Thwap! Crack! Slash! Awww!
We saw Kill Bill 2 the other day, and I have to say that while it's less inventive and certainly less violent than the first, it's probably the better film. Of course, I'm fully aware that technically it's not "Kill Bill 2" and that it's not a separate film to the first, but I care not for pedantry. At least not tonight. It's far more standalone than the first half too, and could probably be watched on its own without confusion. In fact, taken as a whole, it's rather lopsided, with all the craziness in the first half and all the drama in the second half. It makes me wonder what Kill Bill will look like in a few months when it inevitably turns up in a special edition two-volume boxed-set. I wonder if it'll be recut to balance the halves out a bit more?
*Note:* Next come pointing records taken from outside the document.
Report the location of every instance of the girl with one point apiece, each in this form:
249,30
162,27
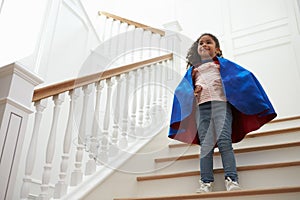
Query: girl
229,103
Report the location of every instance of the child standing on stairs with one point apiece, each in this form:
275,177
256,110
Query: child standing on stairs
216,103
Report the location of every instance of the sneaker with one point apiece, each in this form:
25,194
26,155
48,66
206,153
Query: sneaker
231,185
205,187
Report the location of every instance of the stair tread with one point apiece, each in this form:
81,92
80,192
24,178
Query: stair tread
239,150
221,194
217,170
250,135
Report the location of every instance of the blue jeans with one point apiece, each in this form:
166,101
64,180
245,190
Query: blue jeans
214,128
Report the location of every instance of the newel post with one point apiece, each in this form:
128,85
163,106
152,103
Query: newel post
16,90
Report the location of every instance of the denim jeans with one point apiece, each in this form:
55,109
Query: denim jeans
214,128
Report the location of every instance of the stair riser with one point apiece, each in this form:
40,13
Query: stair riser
254,179
292,136
242,159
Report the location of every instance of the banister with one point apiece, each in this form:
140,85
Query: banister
136,24
64,86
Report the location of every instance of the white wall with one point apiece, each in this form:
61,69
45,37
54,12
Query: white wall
20,23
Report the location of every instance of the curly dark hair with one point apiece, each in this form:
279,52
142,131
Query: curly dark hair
193,57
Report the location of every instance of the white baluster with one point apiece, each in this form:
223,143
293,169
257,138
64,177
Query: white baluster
103,154
125,43
31,154
77,175
165,91
141,72
58,100
154,96
62,186
117,41
113,148
134,106
94,143
148,96
123,143
160,83
104,28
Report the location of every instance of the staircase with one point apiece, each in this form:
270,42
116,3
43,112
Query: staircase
268,163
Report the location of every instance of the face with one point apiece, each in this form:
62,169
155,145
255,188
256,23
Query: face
207,47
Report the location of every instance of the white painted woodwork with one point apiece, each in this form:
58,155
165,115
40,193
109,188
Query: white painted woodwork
17,85
31,155
51,146
61,187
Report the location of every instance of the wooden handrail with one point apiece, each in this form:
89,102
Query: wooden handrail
64,86
130,22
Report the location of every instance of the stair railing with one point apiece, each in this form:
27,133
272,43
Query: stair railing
117,121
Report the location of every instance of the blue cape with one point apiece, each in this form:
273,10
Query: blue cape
251,107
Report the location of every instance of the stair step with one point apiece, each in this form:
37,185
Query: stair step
287,193
218,170
236,151
286,135
277,153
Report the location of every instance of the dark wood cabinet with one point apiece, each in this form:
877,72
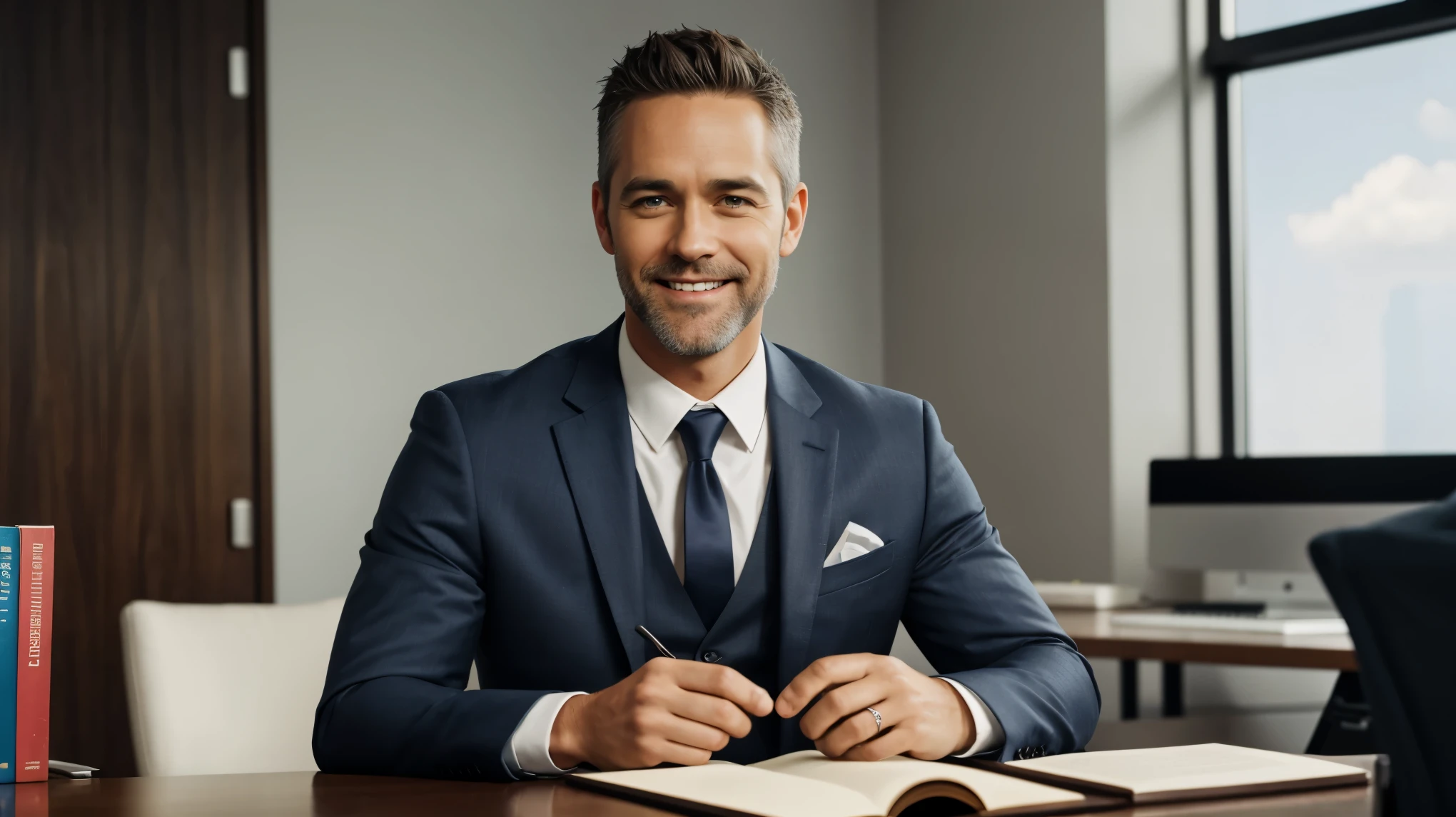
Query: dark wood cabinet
133,336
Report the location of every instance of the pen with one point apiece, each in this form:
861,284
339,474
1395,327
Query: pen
652,640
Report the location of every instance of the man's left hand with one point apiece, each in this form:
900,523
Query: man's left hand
921,717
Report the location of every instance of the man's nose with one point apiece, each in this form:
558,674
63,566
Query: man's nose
697,234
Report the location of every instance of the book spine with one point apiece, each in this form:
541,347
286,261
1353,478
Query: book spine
32,682
9,549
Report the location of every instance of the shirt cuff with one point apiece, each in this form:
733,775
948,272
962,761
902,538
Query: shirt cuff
989,733
530,743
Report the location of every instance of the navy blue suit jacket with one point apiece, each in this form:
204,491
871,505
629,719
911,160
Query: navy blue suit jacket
508,535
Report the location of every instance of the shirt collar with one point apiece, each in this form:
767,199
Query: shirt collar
657,406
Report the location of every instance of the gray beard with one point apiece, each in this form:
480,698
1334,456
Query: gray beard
722,331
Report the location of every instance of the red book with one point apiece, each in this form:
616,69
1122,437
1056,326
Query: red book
32,678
I'm also trying to work out whether the film(s) is feminist or not, and if it is, whether it's feminist in the way Aliens is, or whether there's something else going on. Either way, I find it funny that Quentin Tarantino, surely a bloke's film-maker (although I doubt he would want to be thought as such), does a kung fu revenge thriller that turns out to have a feminist message.
I think that the very last word of the film is the C-word (don't worry, that link doesn't go to a porn site). What I found interesting about that was that the last line of the film was greeted with a stunned silence, apart from myself and a woman somewhere behind us, who both laughed. We laughed not because of the taboo word, but because it was a genuinely funny line (well that's why I laughed - I don't know about the mysterious unseen woman). I just found it interesting that this was an audience who'd sat through countless "f***s" and "s***s", and even more violence, but were visibly disturbed by one instance of "c***". I'm not sure whether British audiences would be so stunned, and I'm even less sure of what it means in terms of cultural differences, but it struck me as intriguing.
The final oddity occurred during the trailers. There was a trailer for the Jet Li film Hero, which returns him to his proper brand of martial arts cinema. Trust me, if all you've seen of him is the stuff he's done in the West, then take a look at The Legend Of Fong Sai Yuk. Anyway. This trailer wasn't notable because Miramax have sat on the film for two years, although that is cause for concern. What made me raise an eyebrow was that suddenly, Hero is "presented by Quentin Tarantino". Obviously the success of Kill Bill means that Tarantino's going to get his name slapped on every martial arts film released for the next ten years, and if that gets what are some very good films to a wider audience, then that's good. But I just hope that it doesn't go the way of "Wes Craven Presents" and be a brand name for a sub-genre of absolutely terrible films. That would be terribly unfair to both Tarantino and martial arts cinema.
On a related note, here's a fascinating IMDb Board discussion concerning the political commentary in Hero. It's fascinating not only because of the content, but because it's a rare case of the IMDb Boards not being used by morons to call each other morons.
Right, I'm off to find recipes for General Tso's Chicken. Yum!